There's a cinematic series distributed on Amazon Prime titled "Fallout", loosely based on a popular video game of the same name, which I watched with my young teen right around the time Steve Albini kicked the bucket due to vaccine injury. As a rule, I don't watch these video game based dramas because most sci-fi doesn't interest me but my kid loved the show and I found it to be a validation of the concepts I'm attempting to illuminate in this blog post. Before I comment on the allegorical significance of "Fallout" I would like to recognize a few significant highlights of the show.
  1. The Fallout soundtrack is fantastic. This is the music that filled the air in the years leading up to the Bo Diddley/Eddie Cochran supernova from which every from of Rock/Pop/HipHop music is derived. These songs from the 1940's and early 50's are wonderfully nostalgic time capsules from a pre-Rock 'n' Roll culture that remind the listener what Vault-Tec was hoping to protect in secure underground bunkers.
  2. The production team of Jonathan Nolan/Lisa Joy (Westworld) + Todd Howard (Bethesda Games) fully captured the aesthetic of the Fallout games, which are really fun to play BTW, without plagiarizing old storylines or regurgitating set pieces - except for the vaults and the wasteland of course - so the story is new but the "look" is familiar. Most video game adaptations simply retell the existing story in a cinematic form for the broader audience of Boomers and women who aren't "palyas" but this show is game meets game from the jump.

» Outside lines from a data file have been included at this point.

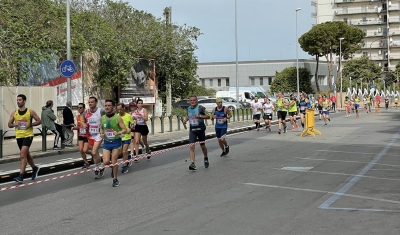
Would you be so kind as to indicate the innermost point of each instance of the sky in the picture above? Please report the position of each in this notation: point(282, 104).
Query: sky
point(266, 29)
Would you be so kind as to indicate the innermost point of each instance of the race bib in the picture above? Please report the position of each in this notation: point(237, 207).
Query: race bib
point(22, 125)
point(110, 134)
point(194, 121)
point(82, 131)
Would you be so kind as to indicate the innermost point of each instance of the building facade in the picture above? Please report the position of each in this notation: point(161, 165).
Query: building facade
point(379, 19)
point(221, 75)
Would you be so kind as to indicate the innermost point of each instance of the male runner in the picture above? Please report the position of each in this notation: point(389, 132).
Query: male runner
point(281, 105)
point(268, 108)
point(112, 127)
point(126, 139)
point(293, 112)
point(221, 114)
point(21, 120)
point(83, 134)
point(256, 107)
point(93, 120)
point(197, 131)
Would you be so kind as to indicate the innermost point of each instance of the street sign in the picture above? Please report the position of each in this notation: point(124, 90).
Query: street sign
point(67, 68)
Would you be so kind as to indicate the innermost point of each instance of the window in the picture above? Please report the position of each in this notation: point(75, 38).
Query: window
point(251, 81)
point(269, 80)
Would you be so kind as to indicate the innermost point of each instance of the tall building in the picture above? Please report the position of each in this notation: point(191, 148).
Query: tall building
point(379, 19)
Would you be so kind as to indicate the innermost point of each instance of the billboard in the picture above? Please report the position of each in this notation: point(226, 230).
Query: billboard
point(141, 83)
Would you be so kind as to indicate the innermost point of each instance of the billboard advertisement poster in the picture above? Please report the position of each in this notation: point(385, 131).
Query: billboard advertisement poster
point(141, 82)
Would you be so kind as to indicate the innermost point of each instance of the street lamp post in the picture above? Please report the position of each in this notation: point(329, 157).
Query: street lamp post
point(297, 60)
point(340, 70)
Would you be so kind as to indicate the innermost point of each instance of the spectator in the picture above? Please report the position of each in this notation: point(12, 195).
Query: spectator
point(48, 120)
point(333, 101)
point(68, 123)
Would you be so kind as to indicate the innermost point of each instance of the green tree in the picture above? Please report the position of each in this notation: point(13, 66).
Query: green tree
point(323, 40)
point(359, 70)
point(286, 81)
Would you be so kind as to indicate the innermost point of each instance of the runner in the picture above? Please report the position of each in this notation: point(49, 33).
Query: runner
point(21, 120)
point(93, 121)
point(281, 105)
point(293, 112)
point(256, 107)
point(357, 105)
point(83, 133)
point(197, 131)
point(111, 130)
point(303, 107)
point(141, 129)
point(326, 104)
point(268, 108)
point(126, 139)
point(133, 107)
point(221, 114)
point(347, 106)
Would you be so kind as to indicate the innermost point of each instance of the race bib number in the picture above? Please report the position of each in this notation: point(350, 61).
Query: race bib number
point(194, 121)
point(22, 125)
point(82, 131)
point(110, 134)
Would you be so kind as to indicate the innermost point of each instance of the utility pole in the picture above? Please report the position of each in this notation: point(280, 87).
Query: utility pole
point(168, 19)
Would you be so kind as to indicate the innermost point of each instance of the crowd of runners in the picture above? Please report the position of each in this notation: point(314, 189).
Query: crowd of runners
point(118, 130)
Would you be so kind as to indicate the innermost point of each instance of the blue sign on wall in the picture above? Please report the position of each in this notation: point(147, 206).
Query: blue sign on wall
point(67, 68)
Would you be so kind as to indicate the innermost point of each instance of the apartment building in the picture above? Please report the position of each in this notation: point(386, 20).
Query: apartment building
point(379, 19)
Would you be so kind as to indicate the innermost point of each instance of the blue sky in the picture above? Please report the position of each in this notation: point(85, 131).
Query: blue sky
point(266, 28)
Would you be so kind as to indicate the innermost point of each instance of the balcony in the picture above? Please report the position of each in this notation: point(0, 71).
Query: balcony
point(357, 11)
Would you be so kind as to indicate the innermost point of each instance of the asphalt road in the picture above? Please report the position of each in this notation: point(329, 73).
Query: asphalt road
point(346, 181)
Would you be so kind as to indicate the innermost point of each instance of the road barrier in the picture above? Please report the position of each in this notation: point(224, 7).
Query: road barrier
point(310, 124)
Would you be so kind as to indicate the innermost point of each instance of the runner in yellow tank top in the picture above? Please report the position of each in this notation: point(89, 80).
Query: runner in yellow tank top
point(21, 120)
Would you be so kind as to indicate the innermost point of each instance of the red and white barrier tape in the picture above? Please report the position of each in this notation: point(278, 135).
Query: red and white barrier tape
point(108, 166)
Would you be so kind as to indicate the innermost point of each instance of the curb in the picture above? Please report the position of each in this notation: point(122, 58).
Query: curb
point(78, 162)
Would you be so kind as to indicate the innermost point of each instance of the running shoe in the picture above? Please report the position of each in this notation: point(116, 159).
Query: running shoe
point(35, 172)
point(192, 167)
point(226, 150)
point(115, 183)
point(206, 163)
point(124, 170)
point(19, 178)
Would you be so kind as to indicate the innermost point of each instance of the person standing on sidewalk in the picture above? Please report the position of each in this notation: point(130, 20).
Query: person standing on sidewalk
point(68, 121)
point(83, 134)
point(21, 120)
point(111, 130)
point(48, 120)
point(256, 107)
point(197, 131)
point(221, 114)
point(93, 121)
point(333, 102)
point(126, 139)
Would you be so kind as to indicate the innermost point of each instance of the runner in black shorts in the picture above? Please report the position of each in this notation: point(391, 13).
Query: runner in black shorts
point(196, 116)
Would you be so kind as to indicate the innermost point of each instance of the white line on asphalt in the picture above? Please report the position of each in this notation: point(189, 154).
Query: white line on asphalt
point(344, 174)
point(321, 191)
point(328, 160)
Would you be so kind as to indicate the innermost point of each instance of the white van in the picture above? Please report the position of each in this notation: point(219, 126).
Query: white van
point(244, 95)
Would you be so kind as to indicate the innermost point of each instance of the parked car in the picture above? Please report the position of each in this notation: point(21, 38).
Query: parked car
point(230, 99)
point(183, 104)
point(209, 104)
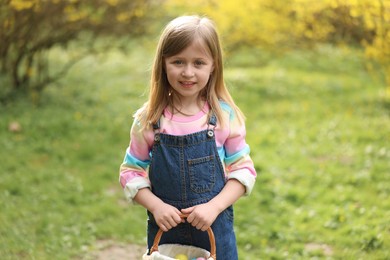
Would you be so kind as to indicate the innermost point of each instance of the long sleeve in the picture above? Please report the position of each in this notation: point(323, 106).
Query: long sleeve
point(134, 169)
point(238, 163)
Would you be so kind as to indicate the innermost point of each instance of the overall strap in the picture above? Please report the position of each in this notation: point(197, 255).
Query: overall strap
point(156, 130)
point(213, 120)
point(156, 125)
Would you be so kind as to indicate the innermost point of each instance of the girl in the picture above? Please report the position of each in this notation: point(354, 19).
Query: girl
point(187, 152)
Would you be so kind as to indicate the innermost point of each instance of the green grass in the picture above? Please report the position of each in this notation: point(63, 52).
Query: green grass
point(319, 136)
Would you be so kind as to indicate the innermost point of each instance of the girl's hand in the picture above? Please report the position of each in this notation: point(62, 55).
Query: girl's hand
point(166, 216)
point(201, 216)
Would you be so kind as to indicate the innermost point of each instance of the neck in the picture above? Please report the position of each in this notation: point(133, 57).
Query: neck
point(187, 108)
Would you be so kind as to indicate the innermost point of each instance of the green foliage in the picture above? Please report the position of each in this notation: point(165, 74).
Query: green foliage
point(318, 134)
point(30, 28)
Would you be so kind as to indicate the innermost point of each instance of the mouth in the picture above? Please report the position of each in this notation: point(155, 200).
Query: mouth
point(187, 84)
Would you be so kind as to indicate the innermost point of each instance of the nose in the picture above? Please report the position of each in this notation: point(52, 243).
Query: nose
point(188, 71)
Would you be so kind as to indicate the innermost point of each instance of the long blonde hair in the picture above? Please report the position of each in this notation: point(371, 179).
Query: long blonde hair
point(176, 36)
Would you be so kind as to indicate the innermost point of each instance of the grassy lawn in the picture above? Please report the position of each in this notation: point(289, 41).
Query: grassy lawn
point(319, 136)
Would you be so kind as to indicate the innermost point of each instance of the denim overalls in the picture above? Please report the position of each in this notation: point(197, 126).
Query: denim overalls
point(187, 171)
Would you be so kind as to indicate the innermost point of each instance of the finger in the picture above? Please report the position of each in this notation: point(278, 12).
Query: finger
point(199, 226)
point(163, 228)
point(204, 228)
point(187, 210)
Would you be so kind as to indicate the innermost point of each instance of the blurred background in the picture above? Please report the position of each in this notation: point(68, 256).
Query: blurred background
point(312, 77)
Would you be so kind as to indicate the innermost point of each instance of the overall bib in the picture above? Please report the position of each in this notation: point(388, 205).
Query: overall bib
point(186, 171)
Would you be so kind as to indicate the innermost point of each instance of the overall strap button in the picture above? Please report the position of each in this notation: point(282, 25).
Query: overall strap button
point(210, 133)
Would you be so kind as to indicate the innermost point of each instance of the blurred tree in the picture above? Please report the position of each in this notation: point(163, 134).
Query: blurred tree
point(29, 28)
point(284, 25)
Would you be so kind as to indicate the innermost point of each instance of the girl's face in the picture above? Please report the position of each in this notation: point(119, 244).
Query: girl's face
point(189, 71)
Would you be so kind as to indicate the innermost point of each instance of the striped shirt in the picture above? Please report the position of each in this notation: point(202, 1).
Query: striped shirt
point(230, 140)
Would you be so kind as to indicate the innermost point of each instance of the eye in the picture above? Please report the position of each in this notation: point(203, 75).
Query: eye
point(199, 63)
point(177, 62)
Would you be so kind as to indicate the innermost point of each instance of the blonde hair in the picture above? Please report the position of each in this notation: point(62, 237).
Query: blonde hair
point(176, 36)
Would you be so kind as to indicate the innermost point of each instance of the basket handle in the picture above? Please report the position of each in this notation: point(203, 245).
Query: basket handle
point(210, 232)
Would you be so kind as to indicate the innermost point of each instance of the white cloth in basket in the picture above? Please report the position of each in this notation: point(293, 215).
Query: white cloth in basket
point(169, 251)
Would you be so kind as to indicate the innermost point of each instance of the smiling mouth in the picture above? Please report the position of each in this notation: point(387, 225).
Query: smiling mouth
point(187, 83)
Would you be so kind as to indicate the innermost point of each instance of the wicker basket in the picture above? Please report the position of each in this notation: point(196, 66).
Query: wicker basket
point(169, 251)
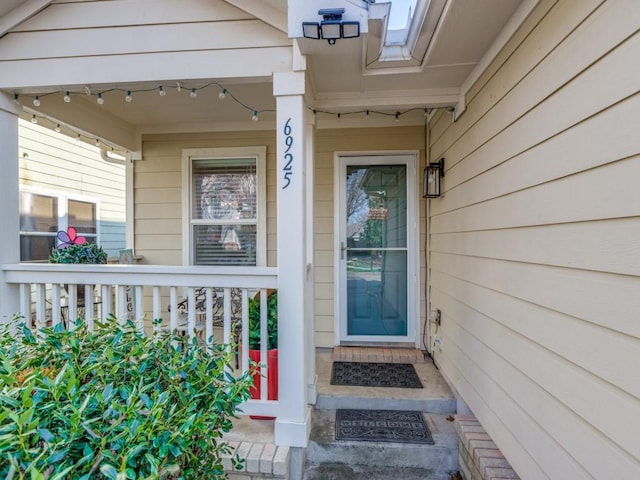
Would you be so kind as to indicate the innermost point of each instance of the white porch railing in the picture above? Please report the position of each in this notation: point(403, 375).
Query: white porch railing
point(144, 293)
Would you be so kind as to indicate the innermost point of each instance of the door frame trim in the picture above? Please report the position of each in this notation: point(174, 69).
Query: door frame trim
point(413, 254)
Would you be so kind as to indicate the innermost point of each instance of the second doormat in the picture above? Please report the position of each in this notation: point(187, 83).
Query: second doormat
point(382, 426)
point(363, 374)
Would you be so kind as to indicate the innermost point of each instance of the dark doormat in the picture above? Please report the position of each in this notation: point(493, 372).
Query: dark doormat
point(382, 426)
point(362, 374)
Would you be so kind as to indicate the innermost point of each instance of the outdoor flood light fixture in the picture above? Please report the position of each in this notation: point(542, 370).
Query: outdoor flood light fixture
point(332, 26)
point(433, 174)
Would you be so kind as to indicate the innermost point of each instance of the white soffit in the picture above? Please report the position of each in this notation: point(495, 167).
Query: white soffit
point(14, 12)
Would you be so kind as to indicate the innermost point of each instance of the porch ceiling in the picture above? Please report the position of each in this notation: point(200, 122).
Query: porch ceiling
point(452, 37)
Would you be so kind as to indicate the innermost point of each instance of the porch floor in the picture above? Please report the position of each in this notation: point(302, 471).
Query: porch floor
point(435, 398)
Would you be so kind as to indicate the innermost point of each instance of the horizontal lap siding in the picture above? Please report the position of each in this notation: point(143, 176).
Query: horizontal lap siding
point(535, 260)
point(158, 191)
point(327, 143)
point(52, 162)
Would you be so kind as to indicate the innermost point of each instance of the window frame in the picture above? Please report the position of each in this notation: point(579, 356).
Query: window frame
point(259, 153)
point(63, 213)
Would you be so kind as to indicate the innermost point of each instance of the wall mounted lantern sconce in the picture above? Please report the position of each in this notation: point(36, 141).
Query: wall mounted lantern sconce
point(433, 174)
point(332, 26)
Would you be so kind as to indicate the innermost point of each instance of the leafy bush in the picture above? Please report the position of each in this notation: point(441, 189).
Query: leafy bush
point(79, 253)
point(113, 403)
point(272, 321)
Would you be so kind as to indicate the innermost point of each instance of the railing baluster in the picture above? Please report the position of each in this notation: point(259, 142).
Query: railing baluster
point(156, 306)
point(173, 303)
point(25, 302)
point(153, 286)
point(263, 345)
point(106, 301)
point(245, 330)
point(121, 310)
point(41, 305)
point(88, 306)
point(226, 315)
point(139, 306)
point(55, 304)
point(72, 304)
point(191, 311)
point(208, 316)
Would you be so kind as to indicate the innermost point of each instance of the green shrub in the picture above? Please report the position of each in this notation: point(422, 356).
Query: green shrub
point(113, 403)
point(79, 253)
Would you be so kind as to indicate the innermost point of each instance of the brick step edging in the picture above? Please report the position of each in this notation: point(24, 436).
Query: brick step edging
point(480, 458)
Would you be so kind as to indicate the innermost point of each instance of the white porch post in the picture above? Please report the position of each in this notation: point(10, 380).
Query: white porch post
point(9, 203)
point(293, 423)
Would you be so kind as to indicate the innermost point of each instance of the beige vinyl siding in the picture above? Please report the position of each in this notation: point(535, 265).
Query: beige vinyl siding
point(535, 259)
point(158, 190)
point(327, 143)
point(56, 163)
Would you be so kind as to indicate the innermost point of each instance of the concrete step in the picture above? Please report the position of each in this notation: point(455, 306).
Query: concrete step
point(358, 472)
point(436, 396)
point(438, 460)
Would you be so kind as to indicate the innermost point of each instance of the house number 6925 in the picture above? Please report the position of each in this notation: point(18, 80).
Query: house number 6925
point(288, 157)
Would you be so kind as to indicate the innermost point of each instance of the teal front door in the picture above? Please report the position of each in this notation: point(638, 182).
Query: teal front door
point(376, 251)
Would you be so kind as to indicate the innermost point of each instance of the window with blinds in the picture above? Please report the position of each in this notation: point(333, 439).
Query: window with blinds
point(224, 211)
point(43, 215)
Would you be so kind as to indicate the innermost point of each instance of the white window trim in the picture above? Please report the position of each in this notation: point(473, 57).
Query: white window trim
point(260, 154)
point(63, 198)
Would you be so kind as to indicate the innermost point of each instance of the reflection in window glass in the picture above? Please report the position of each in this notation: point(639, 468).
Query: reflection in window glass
point(42, 216)
point(224, 211)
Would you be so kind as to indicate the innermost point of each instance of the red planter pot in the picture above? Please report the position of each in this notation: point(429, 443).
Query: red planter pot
point(272, 377)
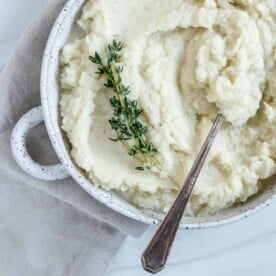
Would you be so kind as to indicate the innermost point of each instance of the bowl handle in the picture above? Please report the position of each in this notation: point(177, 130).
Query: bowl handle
point(18, 147)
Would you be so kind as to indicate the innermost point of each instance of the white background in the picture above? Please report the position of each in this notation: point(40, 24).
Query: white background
point(244, 248)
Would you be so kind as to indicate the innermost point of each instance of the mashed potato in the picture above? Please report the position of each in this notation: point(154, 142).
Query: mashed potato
point(184, 61)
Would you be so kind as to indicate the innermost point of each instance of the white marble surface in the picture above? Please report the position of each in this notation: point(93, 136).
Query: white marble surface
point(244, 248)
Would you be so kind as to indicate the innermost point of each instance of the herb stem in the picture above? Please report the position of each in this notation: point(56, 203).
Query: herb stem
point(130, 130)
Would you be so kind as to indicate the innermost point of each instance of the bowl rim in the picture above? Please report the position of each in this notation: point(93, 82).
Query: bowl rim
point(67, 14)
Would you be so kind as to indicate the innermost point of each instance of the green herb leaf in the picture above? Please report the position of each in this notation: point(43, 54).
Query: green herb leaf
point(130, 129)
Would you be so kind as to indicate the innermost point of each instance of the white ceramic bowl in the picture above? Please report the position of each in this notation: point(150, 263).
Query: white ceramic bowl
point(49, 112)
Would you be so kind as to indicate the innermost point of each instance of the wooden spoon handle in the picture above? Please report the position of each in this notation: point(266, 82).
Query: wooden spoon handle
point(155, 256)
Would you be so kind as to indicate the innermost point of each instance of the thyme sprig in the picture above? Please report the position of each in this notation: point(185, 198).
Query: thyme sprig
point(129, 128)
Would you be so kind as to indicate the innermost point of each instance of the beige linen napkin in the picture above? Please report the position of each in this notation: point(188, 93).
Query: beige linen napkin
point(47, 228)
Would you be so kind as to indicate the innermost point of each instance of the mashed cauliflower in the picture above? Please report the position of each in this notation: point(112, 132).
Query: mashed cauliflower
point(184, 61)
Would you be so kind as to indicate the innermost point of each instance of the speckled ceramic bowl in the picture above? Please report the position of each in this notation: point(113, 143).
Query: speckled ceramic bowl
point(60, 34)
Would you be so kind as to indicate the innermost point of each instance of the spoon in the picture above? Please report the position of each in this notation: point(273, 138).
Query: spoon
point(155, 255)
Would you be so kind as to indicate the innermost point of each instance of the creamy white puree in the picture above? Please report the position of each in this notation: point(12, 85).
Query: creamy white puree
point(184, 61)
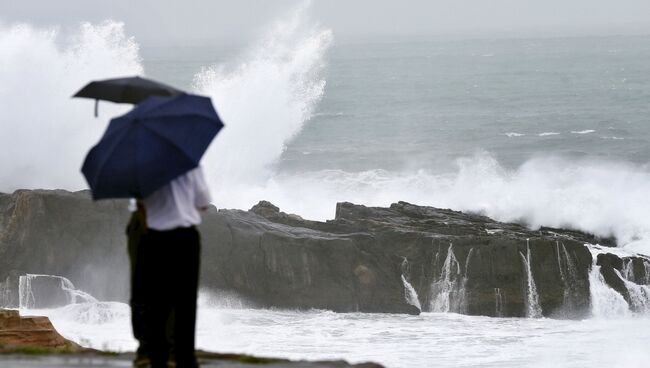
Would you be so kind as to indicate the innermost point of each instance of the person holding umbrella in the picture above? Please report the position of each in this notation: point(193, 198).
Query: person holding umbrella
point(152, 154)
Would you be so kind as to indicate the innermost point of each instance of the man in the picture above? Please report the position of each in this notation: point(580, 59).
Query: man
point(164, 248)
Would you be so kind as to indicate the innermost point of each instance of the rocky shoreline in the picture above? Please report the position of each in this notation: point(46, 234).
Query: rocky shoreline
point(32, 341)
point(400, 259)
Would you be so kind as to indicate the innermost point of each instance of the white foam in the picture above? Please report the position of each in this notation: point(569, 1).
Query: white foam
point(604, 198)
point(45, 133)
point(264, 101)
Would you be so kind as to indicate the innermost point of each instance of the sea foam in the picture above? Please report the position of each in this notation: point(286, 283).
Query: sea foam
point(45, 134)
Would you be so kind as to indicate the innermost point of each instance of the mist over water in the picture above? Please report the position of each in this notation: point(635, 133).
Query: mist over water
point(264, 101)
point(309, 124)
point(46, 134)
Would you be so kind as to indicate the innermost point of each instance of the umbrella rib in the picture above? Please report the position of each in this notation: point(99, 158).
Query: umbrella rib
point(110, 151)
point(167, 139)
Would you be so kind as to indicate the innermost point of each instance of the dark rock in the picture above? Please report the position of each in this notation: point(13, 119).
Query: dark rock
point(17, 332)
point(455, 261)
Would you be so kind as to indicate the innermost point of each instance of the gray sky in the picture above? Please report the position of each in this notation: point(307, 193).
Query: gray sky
point(208, 21)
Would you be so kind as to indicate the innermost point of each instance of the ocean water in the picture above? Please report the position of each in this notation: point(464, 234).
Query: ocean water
point(428, 340)
point(545, 131)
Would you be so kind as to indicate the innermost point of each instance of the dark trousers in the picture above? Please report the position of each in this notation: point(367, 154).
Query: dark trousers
point(164, 283)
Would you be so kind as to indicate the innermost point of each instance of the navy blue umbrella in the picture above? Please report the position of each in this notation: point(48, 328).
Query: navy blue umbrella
point(141, 151)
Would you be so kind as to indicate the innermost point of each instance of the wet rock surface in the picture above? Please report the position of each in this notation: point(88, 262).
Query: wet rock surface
point(20, 332)
point(400, 259)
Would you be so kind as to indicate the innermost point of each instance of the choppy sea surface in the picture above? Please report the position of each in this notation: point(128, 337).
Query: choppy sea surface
point(544, 131)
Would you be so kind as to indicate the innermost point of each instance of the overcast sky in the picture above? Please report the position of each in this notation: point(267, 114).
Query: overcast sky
point(206, 21)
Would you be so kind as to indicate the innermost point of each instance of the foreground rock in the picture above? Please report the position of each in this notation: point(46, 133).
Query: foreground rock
point(29, 341)
point(401, 259)
point(30, 333)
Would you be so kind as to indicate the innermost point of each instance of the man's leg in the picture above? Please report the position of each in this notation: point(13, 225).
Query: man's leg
point(134, 232)
point(155, 256)
point(188, 260)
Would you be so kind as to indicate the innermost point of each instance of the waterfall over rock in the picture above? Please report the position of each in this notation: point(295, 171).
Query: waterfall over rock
point(367, 259)
point(605, 301)
point(409, 292)
point(448, 289)
point(533, 309)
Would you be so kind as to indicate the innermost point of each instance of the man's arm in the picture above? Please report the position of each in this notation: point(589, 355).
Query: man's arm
point(202, 196)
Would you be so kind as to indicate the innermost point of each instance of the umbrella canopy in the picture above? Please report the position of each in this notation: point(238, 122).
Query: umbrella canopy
point(125, 90)
point(141, 151)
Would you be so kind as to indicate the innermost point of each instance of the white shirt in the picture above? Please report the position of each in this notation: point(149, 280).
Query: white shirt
point(177, 203)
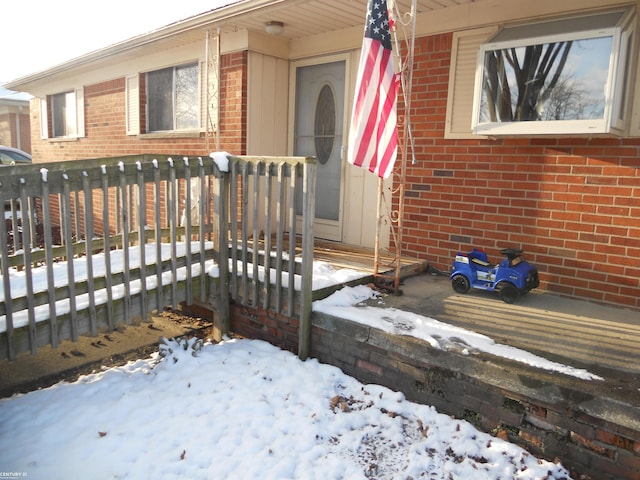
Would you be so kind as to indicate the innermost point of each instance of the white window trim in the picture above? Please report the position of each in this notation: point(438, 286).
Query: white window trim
point(132, 107)
point(44, 118)
point(609, 124)
point(199, 128)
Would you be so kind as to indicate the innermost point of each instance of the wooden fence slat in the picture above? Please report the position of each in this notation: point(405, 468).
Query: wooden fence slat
point(306, 276)
point(256, 233)
point(201, 230)
point(187, 225)
point(233, 208)
point(293, 191)
point(142, 239)
point(244, 220)
point(124, 195)
point(66, 227)
point(88, 237)
point(158, 233)
point(173, 200)
point(267, 237)
point(48, 247)
point(106, 233)
point(280, 228)
point(26, 249)
point(6, 285)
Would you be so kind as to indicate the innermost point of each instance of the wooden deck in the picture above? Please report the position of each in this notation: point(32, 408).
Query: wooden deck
point(341, 255)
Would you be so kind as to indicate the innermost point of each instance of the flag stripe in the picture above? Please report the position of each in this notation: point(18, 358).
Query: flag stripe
point(373, 137)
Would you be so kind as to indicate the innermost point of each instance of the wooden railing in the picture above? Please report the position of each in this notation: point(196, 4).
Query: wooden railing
point(137, 233)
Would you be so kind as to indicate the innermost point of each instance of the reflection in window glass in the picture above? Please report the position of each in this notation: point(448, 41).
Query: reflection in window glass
point(173, 98)
point(63, 114)
point(187, 97)
point(564, 80)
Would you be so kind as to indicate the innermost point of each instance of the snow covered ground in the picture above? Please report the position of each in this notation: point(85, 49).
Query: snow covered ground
point(242, 410)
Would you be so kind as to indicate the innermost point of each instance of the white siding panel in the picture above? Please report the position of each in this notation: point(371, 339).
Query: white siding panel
point(80, 111)
point(464, 59)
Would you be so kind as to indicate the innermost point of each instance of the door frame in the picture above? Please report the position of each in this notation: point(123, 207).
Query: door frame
point(327, 229)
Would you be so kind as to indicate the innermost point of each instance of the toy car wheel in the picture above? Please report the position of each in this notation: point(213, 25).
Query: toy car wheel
point(460, 284)
point(508, 293)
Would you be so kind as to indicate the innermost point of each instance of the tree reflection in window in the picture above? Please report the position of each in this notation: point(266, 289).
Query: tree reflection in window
point(325, 124)
point(564, 80)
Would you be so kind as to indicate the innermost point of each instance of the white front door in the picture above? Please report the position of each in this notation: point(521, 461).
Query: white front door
point(318, 132)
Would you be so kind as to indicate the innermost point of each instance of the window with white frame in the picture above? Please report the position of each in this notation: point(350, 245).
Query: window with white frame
point(173, 100)
point(62, 115)
point(566, 76)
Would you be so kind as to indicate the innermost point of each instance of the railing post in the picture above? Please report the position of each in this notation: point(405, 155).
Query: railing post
point(306, 289)
point(221, 222)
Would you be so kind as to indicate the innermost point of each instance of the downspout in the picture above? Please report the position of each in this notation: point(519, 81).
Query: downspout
point(18, 132)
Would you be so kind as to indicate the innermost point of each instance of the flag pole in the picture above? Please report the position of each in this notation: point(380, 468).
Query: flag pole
point(407, 138)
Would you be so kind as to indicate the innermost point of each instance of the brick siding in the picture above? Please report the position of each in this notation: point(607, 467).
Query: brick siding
point(573, 204)
point(105, 130)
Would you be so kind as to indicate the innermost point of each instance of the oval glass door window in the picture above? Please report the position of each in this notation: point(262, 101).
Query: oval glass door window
point(325, 124)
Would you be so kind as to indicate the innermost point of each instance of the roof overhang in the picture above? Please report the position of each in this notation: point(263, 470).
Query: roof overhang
point(309, 21)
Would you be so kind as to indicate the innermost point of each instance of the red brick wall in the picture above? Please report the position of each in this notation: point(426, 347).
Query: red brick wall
point(105, 130)
point(9, 130)
point(573, 204)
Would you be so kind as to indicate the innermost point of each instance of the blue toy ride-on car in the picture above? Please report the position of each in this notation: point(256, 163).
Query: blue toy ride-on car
point(511, 278)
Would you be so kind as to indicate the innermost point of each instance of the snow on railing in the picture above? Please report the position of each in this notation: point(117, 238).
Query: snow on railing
point(137, 233)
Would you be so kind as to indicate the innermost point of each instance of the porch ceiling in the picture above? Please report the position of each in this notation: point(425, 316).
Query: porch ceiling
point(301, 18)
point(304, 18)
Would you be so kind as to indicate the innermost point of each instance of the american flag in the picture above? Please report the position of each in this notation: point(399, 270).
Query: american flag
point(373, 134)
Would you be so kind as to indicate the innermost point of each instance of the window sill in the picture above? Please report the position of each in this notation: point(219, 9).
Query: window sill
point(63, 139)
point(168, 134)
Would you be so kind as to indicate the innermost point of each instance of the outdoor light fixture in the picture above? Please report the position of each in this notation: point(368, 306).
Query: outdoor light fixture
point(274, 28)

  3. Walton Goggins is great as the Singing Cowboy Cooper Howard turned Ghoul bounty hunter and his transformation from Roy Rogers into Clint Eastwood captures the ethos of the Atomic Age.
I'm not going to get hung up on timelines, technology, iconography, the military/industrial complex, continuity, biohazard or any of the incredibly complex rabbit holes of the Fallout universe which can be explored at the official Fallout Wiki or the unofficial Fallout Wiki. My focus here is on Rock 'n' Roll and I will simply make the point that Fallout represents our world today if the nukes unleashed in episode 1 were symbols of Elvis Presley, Chuck Berry, Jerry Lee Lewis and Little Richard. in the 1950's a newly established National Security State built emblematic bunkers of civilization in government facilities, universities, corporations, country clubs and gated communities or super zip codes across the fruited plain. These "vaults" are selective by design and serve as a safe space for communities to survive the psychological end times that the very existence of thermo-nuclear weapons of mass destruction predestined. But just like in the show, these secure vaults of pre-blast naive society get invaded and attacked by ruthless marauders from the Rock 'n' Roll wasteland who's only desire is to rape, torture and kill. Unfortunately, for those of us still trying to hold on to civilization, the most robust and well defended vaults have been breached by lunatic psychopaths bathed in R&R Fallout who are determined to kill us all. Take note and act accordingly.